BOLZANO. Quelle casette devono essere rimosse. Lo dice la Provincia. Erano provvisorie, poi sono state usate per altro, ma non vi è scampo: devono sparire.
Ma il gestore del Rifugio Francesco Petrarca - Stettiner Hütte, che si trova nel Parco naturale Gruppo di Tessa, non ne vuole sapere.
Raggiunto telefonicamente, il titolare non vuole aggiungere altro, ma ribadisce con forza che quelle casette, installate nel corso dei lavori di ristrutturazione, resteranno lì. “Sono sei casette che contengono dieci stanze, ognuna con 4 posti letto - ci dice - e io non ho nessuna intenzione di farle rimuovere”.
E così prosegue lo scontro, nonostante la Provincia di Bolzano, alla fine, abbia avuto la meglio: le casette verranno infatti rimosse entro l’anno. “E’ una questione di rispetto delle leggi riguardanti la tutela del paesaggio”, afferma il direttore del dipartimento provinciale Edilizia e Patrimonio, Daniel Bedin.
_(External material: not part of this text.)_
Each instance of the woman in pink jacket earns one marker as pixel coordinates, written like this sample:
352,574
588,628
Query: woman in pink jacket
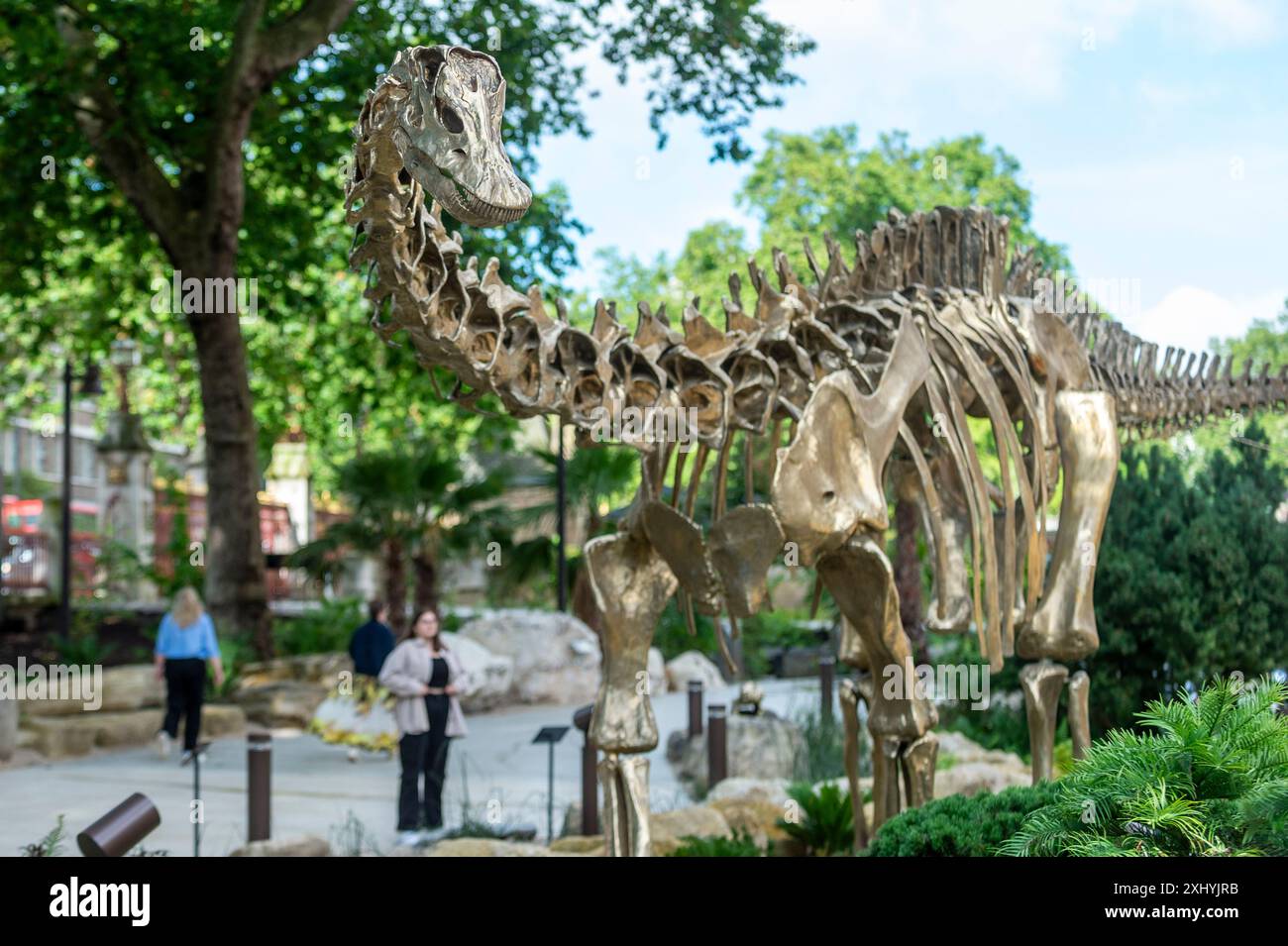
426,679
Il rifugio Petrarca si trova a quasi 2.900 metri di altitudine tra la valle di Fosse e Plan in Passiria ed è tecnicamente di proprietà della Provincia di Bolzano. Nel 2014 una valanga lo ha distrutto e sono partiti, di conseguenza, dei lunghi lavori di ristrutturazione che hanno permesso che la struttura venisse riaperta, tre anni fa. Nel corso degli stessi, la Provincia aveva trasportato in montagna sei container di legno con 40 posti letto, destinati ai lavoratori e in ogni caso provvisori.
Ma dopo l’inaugurazione del nuovo rifugio, le casette sono rimaste al lor posto. E il tutto si è tradotto in 40 posti letto in più. “Non possiamo venire incontro al titolare - spiega ancora Bedin - le leggi vanno rispettate: le casette verranno smantellate e trasportate in un magazzino a Bolzano".